Loi urgence agricole : accord en commission mixte paritaire sur mesures contestées eau et pesticides
Accord CMP sur loi urgence agricole : eau et pesticides au cœur

Les parlementaires réunis en commission mixte paritaire (CMP) sont parvenus à un accord, jeudi 16 juillet 2026, sur le projet de loi d'urgence agricole. Ce texte, porté par le gouvernement, maintient plusieurs dispositions contestées, notamment celles relatives à l'utilisation de l'eau et des pesticides, suscitant la colère des associations environnementales.

Un accord trouvé après des heures de négociations

La CMP, composée de sept députés et sept sénateurs, a planché pendant près de six heures pour trouver un compromis. Selon nos informations, les discussions ont principalement porté sur deux articles clés : l'article 3, qui assouplit les règles de stockage de l'eau à des fins agricoles, et l'article 5, qui autorise l'usage dérogatoire de pesticides dans certaines zones protégées.

Le rapporteur du texte, le député Jean Dupont (Renaissance), a salué un "accord équilibré qui répond à l'urgence de la situation des agriculteurs". Il a précisé que "les mesures adoptées permettront de sécuriser les récoltes tout en respectant les engagements environnementaux de la France".

Bannière large Pickt — app de listes de courses collaboratives pour Telegram

Les mesures phares maintenues

Parmi les dispositions conservées, l'article 3 prévoit la création de "zones de rétention temporaire" d'eau, une mesure vivement critiquée par les écologistes qui y voient une atteinte à la gestion durable de la ressource. Le texte autorise également, via l'article 5, l'utilisation de pesticides à base de glyphosate jusqu'en 2030 dans les zones Natura 2000, sous réserve d'une autorisation préfectorale.

Selon le ministère de l'Agriculture, ces mesures concerneraient environ 15 % des surfaces agricoles françaises.
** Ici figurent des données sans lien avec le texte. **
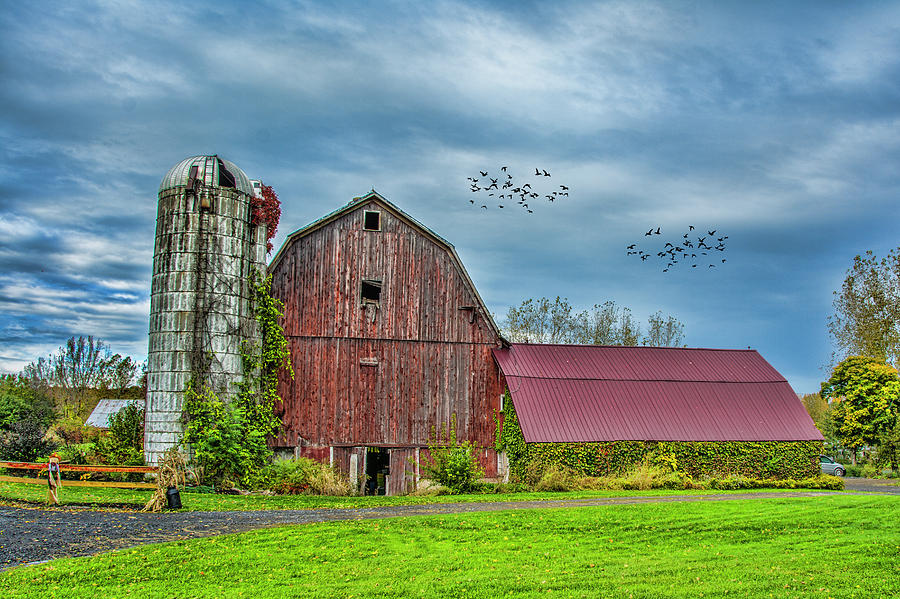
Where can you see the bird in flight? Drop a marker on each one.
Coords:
(517, 190)
(669, 251)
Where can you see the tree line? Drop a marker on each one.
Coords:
(555, 321)
(858, 407)
(45, 404)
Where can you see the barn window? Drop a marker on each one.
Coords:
(372, 220)
(370, 292)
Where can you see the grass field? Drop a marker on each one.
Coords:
(829, 546)
(215, 502)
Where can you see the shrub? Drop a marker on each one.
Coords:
(226, 447)
(451, 463)
(126, 427)
(853, 470)
(72, 431)
(303, 476)
(869, 471)
(557, 478)
(25, 442)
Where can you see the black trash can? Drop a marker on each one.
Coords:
(173, 498)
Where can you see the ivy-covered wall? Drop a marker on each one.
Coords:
(700, 459)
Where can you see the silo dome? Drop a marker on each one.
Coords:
(212, 170)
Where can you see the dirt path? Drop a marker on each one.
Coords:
(29, 535)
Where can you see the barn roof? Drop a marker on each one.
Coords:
(107, 407)
(374, 196)
(584, 393)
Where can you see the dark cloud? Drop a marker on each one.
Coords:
(778, 123)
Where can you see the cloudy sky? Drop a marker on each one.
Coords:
(777, 124)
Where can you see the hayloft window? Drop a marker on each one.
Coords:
(372, 220)
(370, 292)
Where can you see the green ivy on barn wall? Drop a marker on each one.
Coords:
(699, 459)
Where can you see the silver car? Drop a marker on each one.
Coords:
(829, 466)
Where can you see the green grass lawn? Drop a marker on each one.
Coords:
(829, 546)
(215, 502)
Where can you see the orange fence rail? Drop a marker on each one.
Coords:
(77, 467)
(78, 483)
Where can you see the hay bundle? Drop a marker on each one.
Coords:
(171, 473)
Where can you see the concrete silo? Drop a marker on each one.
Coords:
(200, 300)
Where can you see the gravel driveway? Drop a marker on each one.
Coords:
(30, 534)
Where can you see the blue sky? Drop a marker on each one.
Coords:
(777, 124)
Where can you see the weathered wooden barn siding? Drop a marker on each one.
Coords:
(385, 377)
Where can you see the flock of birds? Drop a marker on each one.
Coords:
(504, 189)
(692, 248)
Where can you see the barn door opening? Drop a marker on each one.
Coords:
(378, 468)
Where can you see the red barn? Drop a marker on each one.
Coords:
(389, 340)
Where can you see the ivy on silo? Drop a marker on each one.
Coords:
(229, 441)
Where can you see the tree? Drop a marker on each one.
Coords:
(118, 375)
(21, 401)
(546, 321)
(664, 331)
(866, 397)
(866, 319)
(78, 367)
(540, 321)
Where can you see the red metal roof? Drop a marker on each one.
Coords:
(598, 393)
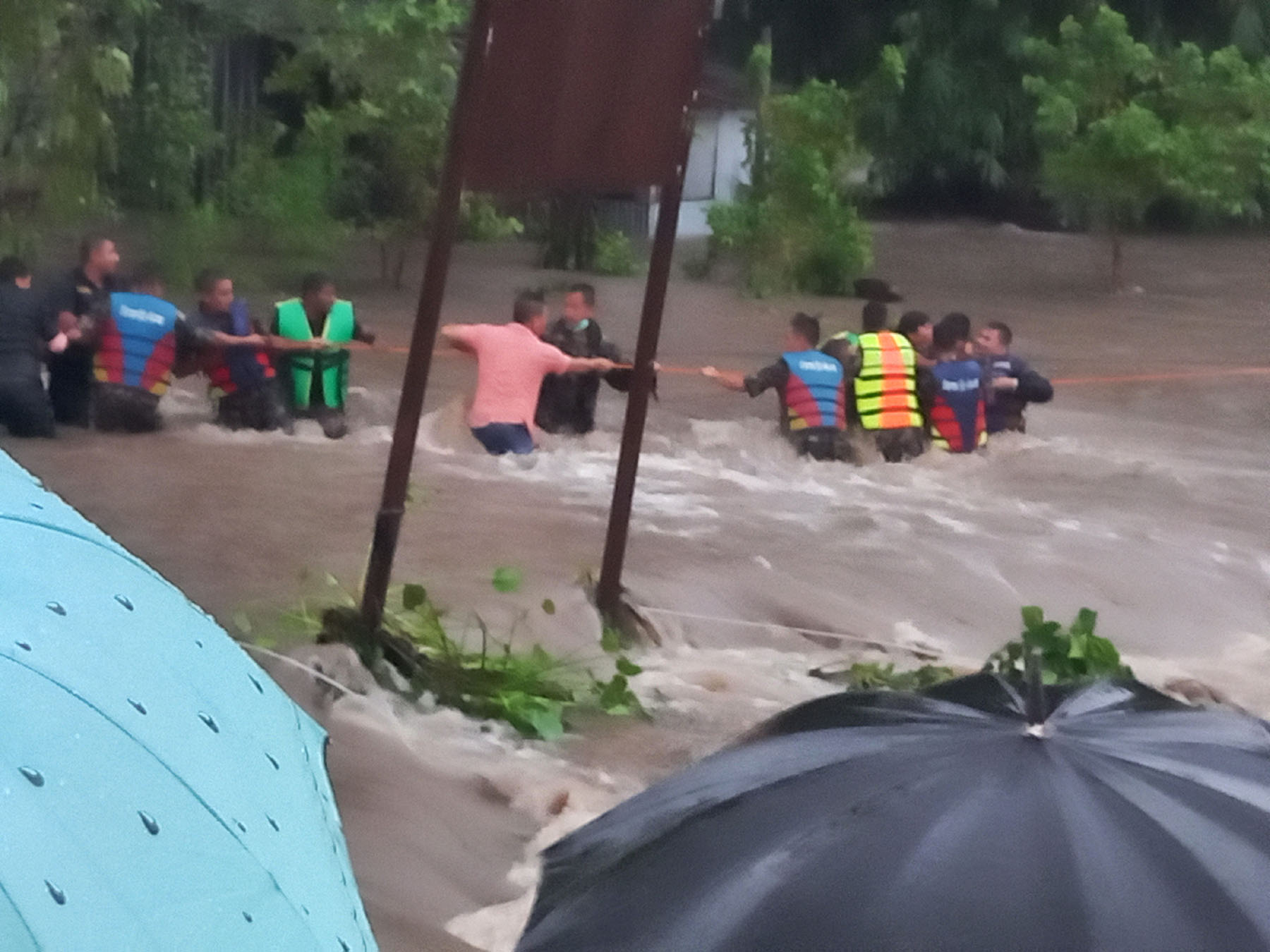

Le ministre, Julien Lefèvre, a déclaré : "Nous devons concilier productivité et protection de l'environnement. Ce texte permet de donner des outils aux agriculteurs sans compromettre nos objectifs climatiques."

Les oppositions dénoncent un recul environnemental

Les associations écologistes, comme France Nature Environnement (FNE), ont immédiatement réagi. "Ce texte est une régression sans précédent", a dénoncé sa présidente, Clara Martin. "En autorisant le stockage de l'eau et l'usage de pesticides dans des zones protégées, le gouvernement sacrifie la biodiversité au profit d'une agriculture intensive."

Les députés écologistes ont annoncé leur intention de saisir le Conseil constitutionnel si le texte était adopté en l'état. "Nous ne laisserons pas passer ces mesures qui fragilisent nos écosystèmes", a affirmé le député Éric Piolle.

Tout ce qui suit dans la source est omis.